Ein solches quasi-monoenergetisches Photonenstrahlungsfeld steht in der PTB zur Verfügung. Die Photonenstrahlung wird erzeugt, indem Protonen, die mittels eines Van-de-Graaff-Beschleunigers auf eine Energie von 2,7 MeV beschleunigt wurden, auf ein dünnes CaF2-Target treffen. Bei der hierbei auftretenden Kernreaktion 19F(p,αγ)16O entstehen Photonen im Energiebereich von 6,1...7,1 MeV (sowie niederenergetische Kontaminationsphotonen und hochenergetische Elektronen und Positronen durch weitere Kernreaktionen).

Um in diesem Strahlungsfeld Blutproben mit definierten Wasser-Energiedosen bestrahlen zu können, muss zunächst die Wasser-Energiedosisleistung bestimmt werden.

Die Bestimmung der Wasser-Energiedosisleistung erfolgte in Analogie zu der in verschiedenen Dosimetrieprotokollen [1] [2] beschriebenen Vorgehensweise mit einer Ionisationskammer. Auf Grund der geringen Dosisleistung konnte keiner der üblicherweise in der Strahlentherapie eingesetzten Ionisationskammertypen verwendet werden. Es wurde deshalb speziell für die Messungen im quasi-monoenergetischen Photonenfeld eine wasserdichte Ionisationskammer mit einem Messvolumen von ca. 3 cm3 konstruiert und gebaut, deren prinzipieller Aufbau dem einer Roos-Kammer ähnelt.

Da in den zu Grunde gelegten Dosimetrieprotokollen dieser spezielle Ionisationskammertyp und das quasi-monoenergetische Photonenfeld nicht explizit berücksichtigt sind, mussten sämtliche für die Messung der Wasser-Energiedosis benötigten Korrektionsfaktoren selbst bestimmt werden.

Dazu wurde zunächst mittels eines hochreinen Ge-Detektors die spektrale Verteilung der Photonenfluenz im quasi-monoenergetischen Photonenstrahlungsfeld gemessen [3] (s. Abbildung1).


Abb. 1:Spektrale Verteilung der Photonenfluenz im quasi-monoenergetischen Photonenstrahlungsfeld [3].

Unter Verwendung dieses Spektrums konnten dann die energieabhängigen Korrektionsfaktoren wie das Massen-Stoßbremsvermögensverhältnis Wasser zu Luft oder der globale Feldstörungsfaktor der Ionisationskammer durch Monte-Carlo-Simulation des Teilchentransports mit dem Programm EGSnrc berechnet werden.

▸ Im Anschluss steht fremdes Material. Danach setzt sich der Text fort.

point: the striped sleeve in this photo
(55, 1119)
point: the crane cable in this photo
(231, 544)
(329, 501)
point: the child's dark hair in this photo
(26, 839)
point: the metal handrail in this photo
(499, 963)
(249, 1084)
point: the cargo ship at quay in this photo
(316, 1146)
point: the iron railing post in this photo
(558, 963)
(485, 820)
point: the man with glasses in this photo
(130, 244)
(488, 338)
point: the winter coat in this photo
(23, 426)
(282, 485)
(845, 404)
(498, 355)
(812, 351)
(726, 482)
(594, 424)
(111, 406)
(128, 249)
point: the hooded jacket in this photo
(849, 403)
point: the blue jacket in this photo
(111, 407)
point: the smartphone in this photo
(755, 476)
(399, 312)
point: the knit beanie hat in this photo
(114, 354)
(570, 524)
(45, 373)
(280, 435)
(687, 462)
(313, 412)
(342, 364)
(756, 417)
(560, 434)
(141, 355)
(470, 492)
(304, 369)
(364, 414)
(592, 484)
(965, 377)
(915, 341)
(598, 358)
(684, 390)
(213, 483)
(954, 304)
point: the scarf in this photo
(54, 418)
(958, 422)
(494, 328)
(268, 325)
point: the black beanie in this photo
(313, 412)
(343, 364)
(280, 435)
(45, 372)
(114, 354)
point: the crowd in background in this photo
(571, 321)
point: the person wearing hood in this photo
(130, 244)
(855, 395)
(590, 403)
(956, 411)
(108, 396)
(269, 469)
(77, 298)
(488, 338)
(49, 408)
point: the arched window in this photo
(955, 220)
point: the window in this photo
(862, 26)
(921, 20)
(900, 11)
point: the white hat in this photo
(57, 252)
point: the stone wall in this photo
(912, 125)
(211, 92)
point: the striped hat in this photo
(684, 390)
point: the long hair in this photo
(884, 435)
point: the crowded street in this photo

Zur Verifikation der Monte-Carlo Rechnungen wurde eine Tiefen-Dosiskurve im Wasserphantom berechnet und mit einer experimentell bestimmten Tiefendosiskurve verglichen. Beide Tiefendosiskurven sind in Abbildung 2 dargestellt.

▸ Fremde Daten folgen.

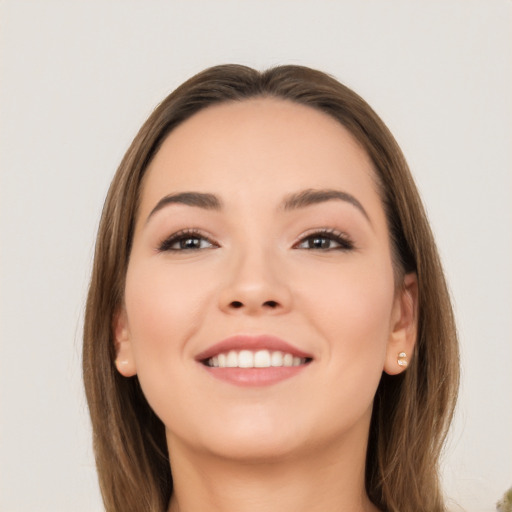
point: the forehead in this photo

Für Wassertiefen größer als 20 mm stimmen beide Kurven im Rahmen der Unsicherheiten überein; die Ursache der Diskrepanz in geringeren Tiefen besteht darin, dass in der Monte-Carlo-Simulation der Einfluss der im Strahlungsfeld vorhandenen Kontaminationselektronen und -positronen nicht berücksichtigt werden konnte. Dieser Einfluss ist jedoch für Wassertiefen größer als 20 mm vernachlässigbar, so dass die Monte-Carlo-Simulation hier zuverlässige Daten liefert.

Abb. 2:Vergleich der experimentell bestimmten und mittels Monte-Carlo-Simulation berechneten Tiefendosiskurven im quasi-monoenergetischen Photonenfeld. Beide Kurven wurden so normiert, dass die relative Wasser-Energiedosis in der Tiefe 21 mm den Wert 1 hat.

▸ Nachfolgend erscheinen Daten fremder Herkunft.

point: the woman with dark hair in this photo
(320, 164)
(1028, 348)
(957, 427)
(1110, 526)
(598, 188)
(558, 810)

Nachdem alle erforderlichen Korrektionsfaktoren per Monte-Carlo-Simulation berechnet oder - wie z.B. der Korrektionsfaktor für den Polaritätseffekt (vgl. [1] oder [2]) - experimentell bestimmt wurden, konnte die Wasser-Energiedosisleistung im quasi-monoenergetischen Photonenstrahlungsfeld mit einer relativen Standard-Messunsicherheit von 4,0% bestimmt werden.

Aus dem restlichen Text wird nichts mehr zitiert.